As far as I see it, the main priority of CV is for helping and providing appropriate identifications. It has a second role of speeding up IDs, as well (often times waiting for CV to load is far quicker than typing a name and selecting it from the list).

There have been many times personally where CV suggested a species that was not “seen nearby” and it has been correct. So it’s actually been a big help especially when I was in Australia; a lot of the species were Asian and weedy there, but not otherwise reported on iNat yet.

My ideal vision for CV would incorporate all of these outcomes. The difficult question is “how can you control what is an appropriate suggestion that isn’t seen nearby?”, while retaining the remaining functionality. And I think it could work by using a priority list for how it displays results. Not just cutting “not seen nearby” taxa entirely, because that would be foolish and it removes the ability for CV to provide very helpful input on what something looks like without location bias. One of the main problems I see is the whole “it hasn’t been reported here, so therefore it isn’t”, and people have lower expectations about new count record or “rare” options than they should. But at the same time this still needs to meet the most important focus of CV, which is not a replacement for ID skills, but accurate suggestions.

Here’s what I feel could work. CV runs the images, and develops a number of suggestions, that would be displayed in the following order of priority.

1st priority. Genus name for the top suggestion if that species is “seen nearby”, and if that genus is not monotypic (if it is monotypic, move to 2nd priority). I say genus and not species, because often times the genus ID is vastly more accurate (by proxy of it being less specific). Species IDs tend to incur the most incorrect suggestions in my experience, especially in genera with a lot of local options.

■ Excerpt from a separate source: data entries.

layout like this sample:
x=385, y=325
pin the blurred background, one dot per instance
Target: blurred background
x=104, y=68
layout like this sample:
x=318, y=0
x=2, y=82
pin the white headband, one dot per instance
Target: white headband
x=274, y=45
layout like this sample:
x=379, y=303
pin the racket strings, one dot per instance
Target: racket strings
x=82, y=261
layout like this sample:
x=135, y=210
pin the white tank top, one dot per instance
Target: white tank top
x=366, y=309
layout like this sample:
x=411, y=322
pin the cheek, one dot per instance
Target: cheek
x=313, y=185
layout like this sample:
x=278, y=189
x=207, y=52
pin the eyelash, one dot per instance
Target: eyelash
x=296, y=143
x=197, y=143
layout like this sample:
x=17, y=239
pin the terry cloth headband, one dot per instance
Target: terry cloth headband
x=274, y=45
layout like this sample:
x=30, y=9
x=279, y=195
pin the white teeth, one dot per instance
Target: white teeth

2nd priority. Species name for the top suggestions, if that species is “seen nearby”. This provides a support to the 1st entry, but without dismissing species suggestion entirely. Very important in my eyes.

3rd priority. This is what I’ll call the “general” suggestion. This would be the family ID of the most similar taxa. By default this would incorporate “seen nearby” taxa, but if not, then it’ll just choose the next most likely decision without location bias. For instance, it looks like Ericameria and Isocoma, which are both Asteraceae, so Asteraceae will be chosen as on option. This is also helpful because for someone like me who might know the plants, and can see that the top option is wrong but is at least mostly right, it is useful having the family ID quickly available to click on.

4th priority. Other suggestions that are similar, but not “seen nearby”. For instance, I post a mint and it closely resembles a species from Europe, that isn’t known from California.

The 2nd and 4th priority lists are not restricted to one entry, though 1st and 3rd would be. At least in my head this makes the most sense in terms of how CV works best.